Even though tax-free muni yields have dropped from their 2008 peaks, they’re still attractive relative to yields on many taxable bonds, including U.S. Treasuries.

The annualized yield on 10-year California state general obligation bonds, for example, has fallen to 4.40% currently from a high of 5.34% last October, according to Bloomberg News data. But it’s still far above the 3.2% yield on 10-year Treasury notes.

Investors also may be comforting themselves with historical data on the muni market that show very low default risk.

‘What the market is telling us is that long-term investors believe [California] is going to figure out how to pay its debts,’ said John Carbone, manager of the Vanguard California fund.

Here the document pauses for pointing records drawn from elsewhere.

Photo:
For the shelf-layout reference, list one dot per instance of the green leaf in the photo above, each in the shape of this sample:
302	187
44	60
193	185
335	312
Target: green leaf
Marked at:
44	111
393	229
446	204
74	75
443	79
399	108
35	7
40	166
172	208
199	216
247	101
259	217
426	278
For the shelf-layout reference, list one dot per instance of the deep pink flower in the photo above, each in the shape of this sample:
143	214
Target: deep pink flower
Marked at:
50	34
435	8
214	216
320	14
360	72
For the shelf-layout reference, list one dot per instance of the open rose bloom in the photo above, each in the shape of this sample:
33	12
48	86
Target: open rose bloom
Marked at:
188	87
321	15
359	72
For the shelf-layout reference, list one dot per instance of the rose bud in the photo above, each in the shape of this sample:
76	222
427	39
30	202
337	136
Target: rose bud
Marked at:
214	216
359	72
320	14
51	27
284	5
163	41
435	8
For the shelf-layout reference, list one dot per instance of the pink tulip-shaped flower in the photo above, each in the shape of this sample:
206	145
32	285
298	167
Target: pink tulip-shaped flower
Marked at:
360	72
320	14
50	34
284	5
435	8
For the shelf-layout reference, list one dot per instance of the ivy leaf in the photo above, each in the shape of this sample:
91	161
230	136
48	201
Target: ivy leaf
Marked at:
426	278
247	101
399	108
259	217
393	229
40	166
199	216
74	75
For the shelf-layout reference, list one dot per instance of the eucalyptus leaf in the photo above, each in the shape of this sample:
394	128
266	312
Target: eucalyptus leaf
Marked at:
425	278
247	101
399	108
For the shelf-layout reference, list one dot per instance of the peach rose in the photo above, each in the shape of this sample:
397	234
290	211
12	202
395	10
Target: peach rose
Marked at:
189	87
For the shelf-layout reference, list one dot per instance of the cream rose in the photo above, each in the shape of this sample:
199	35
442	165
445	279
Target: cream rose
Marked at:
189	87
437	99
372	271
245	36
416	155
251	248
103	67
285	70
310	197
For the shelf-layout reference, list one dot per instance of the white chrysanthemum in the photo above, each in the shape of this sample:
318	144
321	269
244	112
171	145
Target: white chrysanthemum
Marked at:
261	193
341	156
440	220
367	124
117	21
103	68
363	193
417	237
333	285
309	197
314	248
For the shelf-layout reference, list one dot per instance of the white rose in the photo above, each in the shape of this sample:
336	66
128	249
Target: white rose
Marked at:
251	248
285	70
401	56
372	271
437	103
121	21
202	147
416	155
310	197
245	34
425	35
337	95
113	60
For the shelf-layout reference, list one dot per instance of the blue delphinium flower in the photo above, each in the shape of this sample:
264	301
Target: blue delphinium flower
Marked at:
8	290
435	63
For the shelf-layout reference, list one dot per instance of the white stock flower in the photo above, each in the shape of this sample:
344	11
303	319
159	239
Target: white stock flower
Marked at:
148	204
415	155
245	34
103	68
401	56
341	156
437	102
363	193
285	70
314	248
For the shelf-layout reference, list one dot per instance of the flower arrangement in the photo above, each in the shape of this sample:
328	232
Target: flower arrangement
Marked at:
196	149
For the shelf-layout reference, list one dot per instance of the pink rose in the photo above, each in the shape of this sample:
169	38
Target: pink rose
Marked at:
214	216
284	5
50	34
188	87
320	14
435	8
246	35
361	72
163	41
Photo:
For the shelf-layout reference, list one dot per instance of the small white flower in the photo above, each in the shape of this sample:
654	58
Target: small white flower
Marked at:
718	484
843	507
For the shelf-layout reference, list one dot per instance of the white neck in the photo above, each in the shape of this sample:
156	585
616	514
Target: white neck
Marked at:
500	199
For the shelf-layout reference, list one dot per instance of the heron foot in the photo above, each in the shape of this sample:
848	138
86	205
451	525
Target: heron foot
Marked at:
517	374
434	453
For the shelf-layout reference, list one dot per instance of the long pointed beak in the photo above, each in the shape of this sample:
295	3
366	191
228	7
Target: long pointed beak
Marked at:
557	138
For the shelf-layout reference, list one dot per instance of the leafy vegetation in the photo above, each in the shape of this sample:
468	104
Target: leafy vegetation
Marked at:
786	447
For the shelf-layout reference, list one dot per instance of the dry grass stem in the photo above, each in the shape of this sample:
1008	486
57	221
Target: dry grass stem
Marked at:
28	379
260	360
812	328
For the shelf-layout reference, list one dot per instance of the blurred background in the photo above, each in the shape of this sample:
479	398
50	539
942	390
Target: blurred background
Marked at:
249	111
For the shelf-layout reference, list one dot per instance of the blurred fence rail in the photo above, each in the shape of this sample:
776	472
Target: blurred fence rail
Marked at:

Or to put it another way: Greed has the upper hand over fear at the moment, the reverse of the market’s situation last fall.

Could muni bond owners be too complacent about the outlook?

George Strickland, manager of the Thornburg California Limited-Term Muni fund, believes that the marketplace is likely to begin demanding higher yields on the state’s bonds as the budget crunch intensifies and the state seeks to sell up to $20 billion in short-term debt to raise cash this summer. A jump in yields would drive down the value of existing bonds, potentially reversing some of this year’s muni rally.

As for default risk, with the state’s general obligation bonds -- the ones issued to pay for infrastructure projects -- repayment of principal and interest is mandated by the state Constitution. That’s about as iron-clad as you can get.

But the safety of bonds of cities, counties and other local issuers is much harder for the average investor to discern. That will only become more of a concern as the state reverts to raiding locally destined funds to patch its own budget gap.

‘We’re watching those credits very carefully,’ Strickland says of local bonds.

Many buy-and-hold investors prefer to own individual muni bonds rather than funds, which I fully understand. But at a time like this, the diversified-portfolio approach of a mutual fund can offer much more peace of mind to people who don’t have the wherewithal to evaluate the creditworthiness of individual muni issuers.

‘Know what you own’ has never been more important advice for California muni investors.